Category Archives: servertopology

Sandbox Server Topology

This server is uncontrolled server. Normally access is given to every developers to play with menu, interfaces, configuration etc. Also this server can be used for patch testing and version upgrade. You don’t need to have this environment if you don’t want to invest more on infrastructure. But we recommend to have this server.

preprod server topology

Preproduction environment should be exact replica of production environment. Though you don’t need to have DR setup for preprod and corresponding WAF and LB setup. It should have same infrastructure; same hardware in terms of machine, CPU, memory and peripherals. This environment can be used as staging area before codes are moved to production environment. Also this environment can be used for performance testing. Because this is replica of production environment and by doing performance testing in preprod, you can ensure that system will react similarly in production with the same load. So you can determine how interfaces will work in different load condition in production.

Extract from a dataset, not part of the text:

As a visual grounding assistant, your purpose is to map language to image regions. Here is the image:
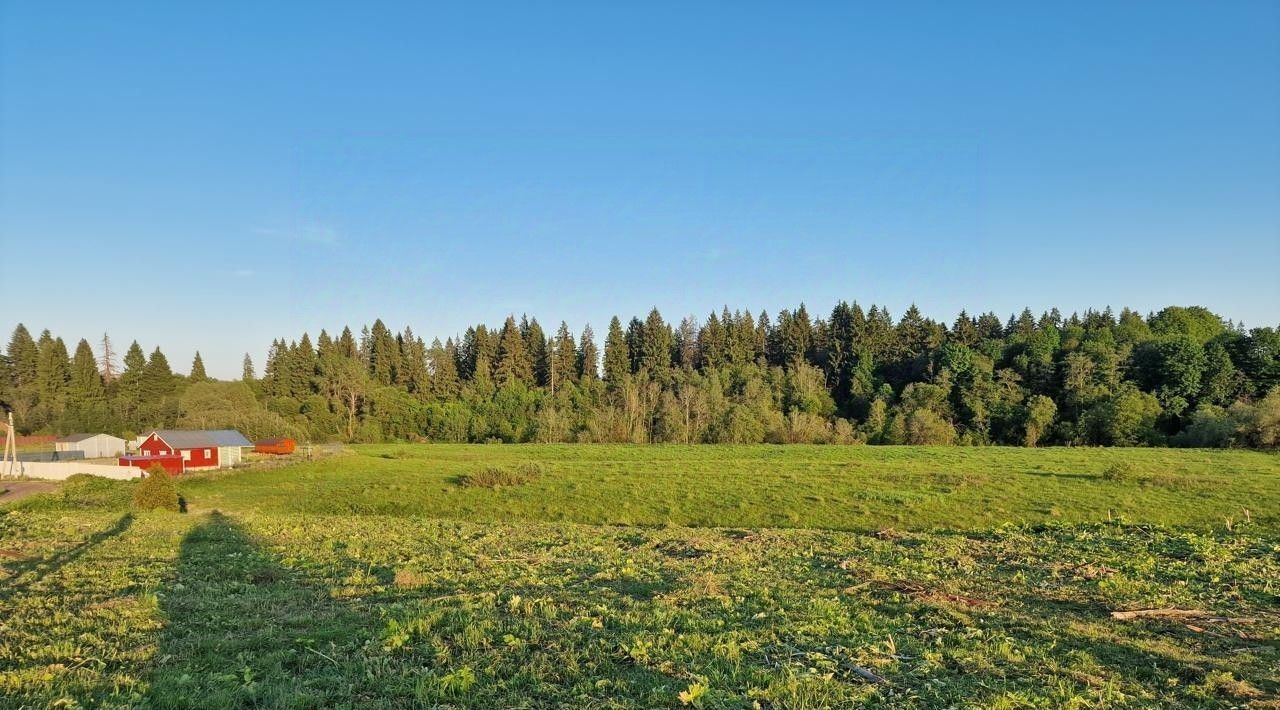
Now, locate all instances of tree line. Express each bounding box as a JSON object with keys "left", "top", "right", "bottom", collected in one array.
[{"left": 0, "top": 302, "right": 1280, "bottom": 448}]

It is not mandatory to have preprod environment. Many of server setup in reputed organization does not have prepod. But it is good to have specially when performance is paramount important and one should do performance testing before production migration of the interfaces.

You can simulate normal load situation in production using preprod .You can also simulate Disaster situation load by switching servers on and off.

In two nodes preprod cluster you can have 2 nodes in primary site. You don’t need DR site servers.

In four node clusters topology , you should have 4 nodes ;two node in primary and 2 nodes in DR site.

QA Dev Server Topology

QA servers are used for user acceptance testing. It can be used for integration testing before actual user acceptance testing.

Dev server is used for development and unit testing. Also it can be used for dry run.

It is better to have similar configuration for Prod, Preprod, QA and Dev server. If prod has server cluster, other lower environment also should have server cluster. Very often we avoid this aspect to save money on infrastructure which create inconvenience in later stage.

Sometime we see that lower environment like QA and DEV has single server installation. They don’t have server clusters. It creates problem. You may get correct data in those environment .But you may get incorrect data in production. Even process can fails. This is especially true when message sequencing is required. You will not notice this issue in single server environment. So multi server and multi-threading processing should be taken care of beforehand.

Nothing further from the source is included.